ツイッターがインパクトを与えうる3つの領域

 ツイッター社のメディア・パートナーシップ・ディレクター、Robin Sloan氏は、新しいテレビ視聴時代にツイッターがインパクトを与えうる3つの領域がある、と11月上旬に開催された「NewTeeVee Live カンファレンス」で紹介しました

【1】 番組の同期ツイート(synchronous show tweeting)

 番組放映中にスタッフが舞台裏の状況を呟いたり、動画や画像を配信したりすることで追加的な文脈、情報を視聴者に届けつつ、一方で視聴者からも番組について見たこと、感じたことをリアルタイムで共有することを促す手法です。360度、あらゆる角度から番組を盛り上げるこの手法は、番組と視聴者との一体感を高めることを可能にします。

 具体例として、8月に放映されたエミー賞(テレビ業界の業績を称える賞)の授賞式を挙げ、「バックステージ・ライブ」としてUstreamを使った舞台裏中継のことが紹介されました。
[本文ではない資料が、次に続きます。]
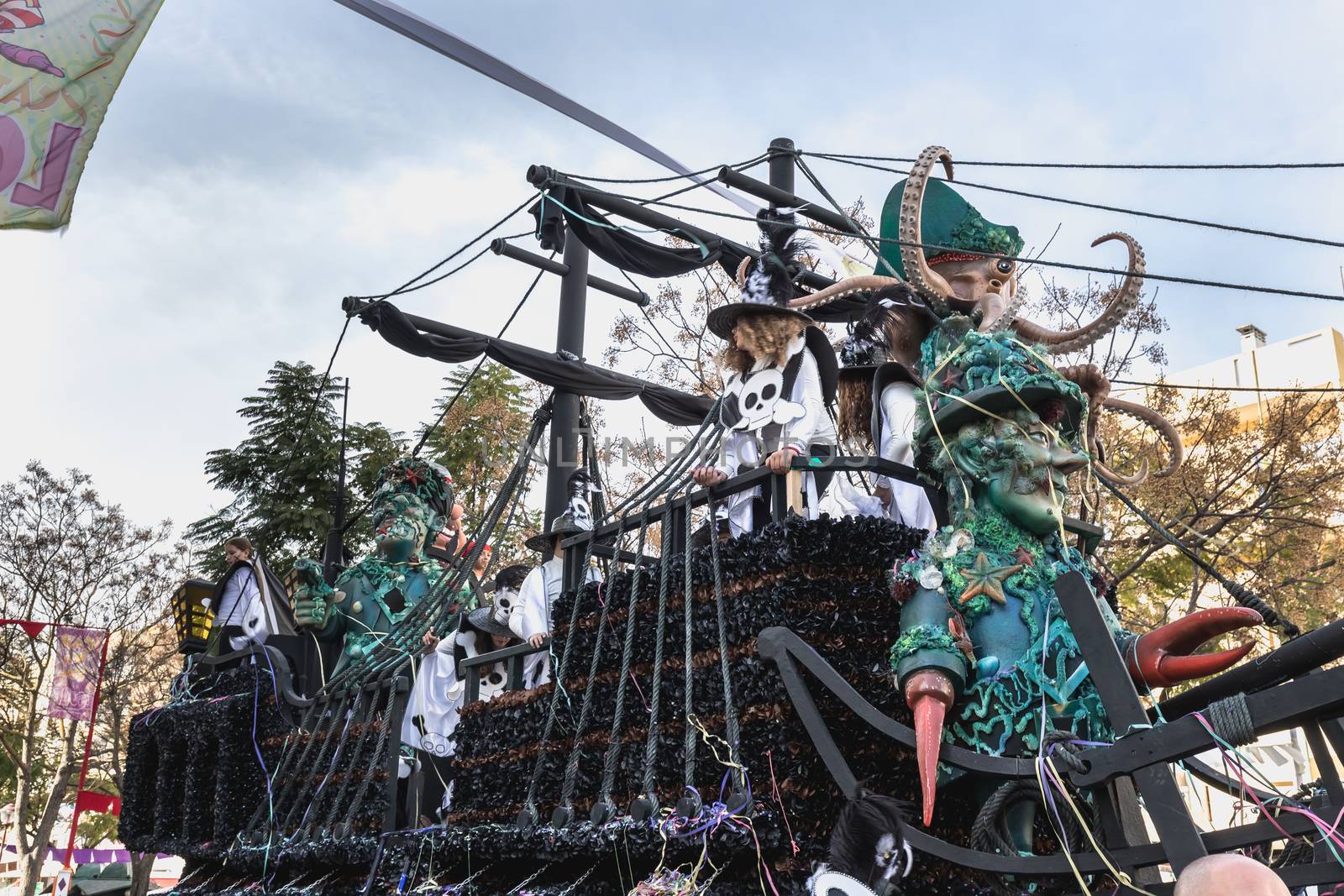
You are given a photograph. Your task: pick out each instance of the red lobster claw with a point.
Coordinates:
(929, 694)
(1167, 656)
プロデューサー・デスク、舞台袖、出演者の控え室、メイキャップルームまで、何気ない様子を専用Ustreamチャンネルで流し、ひとつのイベントを視聴者に多層的に体験してもらうことを可能にしました。

「エミー賞バックステージライブ」チャンネルサイト

 【2】 ソーシャル視聴 【social viewing】

 ソーシャル視聴とは、他人や友人の呟きを通じて見たい番組を見つけることを可能にするような視聴スタイルを指します。また、仮に独りで部屋の中でテレビを見ていたとしても、友人や同じような趣味・嗜好を持つ不特定多数の人との緩やかな一体感を持てるような視聴のあり方とも言えます。

  Sloan氏は講演で「ツイッターは新しい電子番組ガイド(EPG:electronic program guide)だ。」という例えを用いていましたが、日本のKDDI研究所が開発中の「ソーシャルリモコン」は、そんな未来を現実のものにする可能性を秘めています。

 ツイッター上の呟きに含まれる情報を活用して、テレビ番組の注目度や満足度を分析し、どんな属性の人が視聴しているかを推測することを可能にしています。*以下動画を参照

Twitterの情報を活用したテレビリモコン - ソーシャルリモコン~KDDI研究所」出典: DigInfo

 【3】 新しい種類のコンテンツ(new kinds of content)

 3つめは、ツイッターを利用することで、視聴者とのやり取りから新しいコンテンツを生み出す、という手法です。

 例えばMTVの音楽イベント、ビデオ・ミュージック・アワードの授賞式ではDJならぬTJ(ツイッター・ジョッキー)を起用して視聴者に質問を投げかけ、リアルタイムで人気投票を行ったり、ツイッター上の会話を盛り上げたりすることことに成功しました。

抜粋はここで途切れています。